The internet has given us this great gift in our ability to create our own music and the ability to distribute it along with the music of big label artists, but social media always acts as a necessary evil to that opportunity. You need to create and grow the following and to do this you need to feed the animal. It can pay off when sometimes you just want to focus on music, which is our core talent – where enjoyable and entertaining social content comes naturally to us. But the most important coin we are constantly learning is truth, and we only have to be who we are and show our friends and followers what it is. We certainly question the presence of social media in our own lives, because we are attracted to endless scrolls and sometimes fall into the trap of seeing what is posted as the ultimate truth of reality because at the end of the day, everyone is posting an ambitious version of them. It’s good to remember that no one’s life is perfect, not your favorite famous artist or your colleague or your friends and taking time off the screen for this moment in your life.

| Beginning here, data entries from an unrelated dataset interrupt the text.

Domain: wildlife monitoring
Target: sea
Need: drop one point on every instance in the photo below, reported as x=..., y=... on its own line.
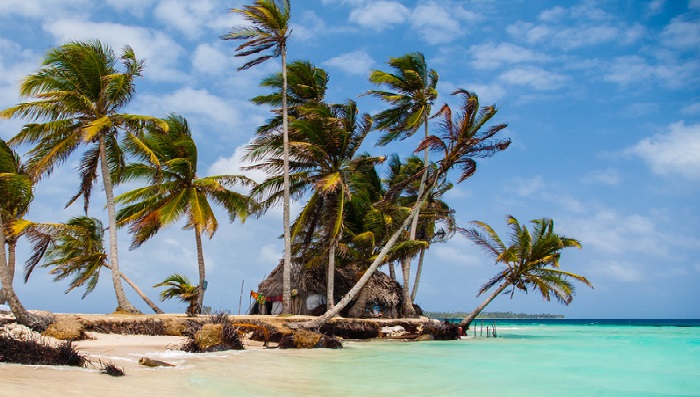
x=554, y=357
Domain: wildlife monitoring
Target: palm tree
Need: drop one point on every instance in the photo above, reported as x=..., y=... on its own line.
x=181, y=288
x=79, y=92
x=325, y=141
x=531, y=261
x=270, y=30
x=176, y=191
x=15, y=205
x=14, y=188
x=74, y=249
x=461, y=142
x=412, y=92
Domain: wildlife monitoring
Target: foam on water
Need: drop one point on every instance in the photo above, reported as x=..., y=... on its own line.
x=527, y=359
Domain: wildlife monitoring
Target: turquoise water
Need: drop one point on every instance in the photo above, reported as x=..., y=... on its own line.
x=542, y=358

Finally, with this single and the video being released to the world, have you started looking to release the next single? What’s on the to-do / bucket list for the coming months?
Yes! We are in our next solo production, which is set to be released in May just in time for the summer. This is the real left turn of the aesthetics of “Big Girl Shoes”, so we’re glad to hear everyone’s feedback and hope we’ve reached a whole new set of listeners. Beyond that, we’re always focused on composing more songs, and we’ll be releasing more singles seamlessly throughout 2021 – maybe one more music video. Hopefully we’ll get a live stream on the calendar and start thinking about performing live at a venue as the world begins to open up again.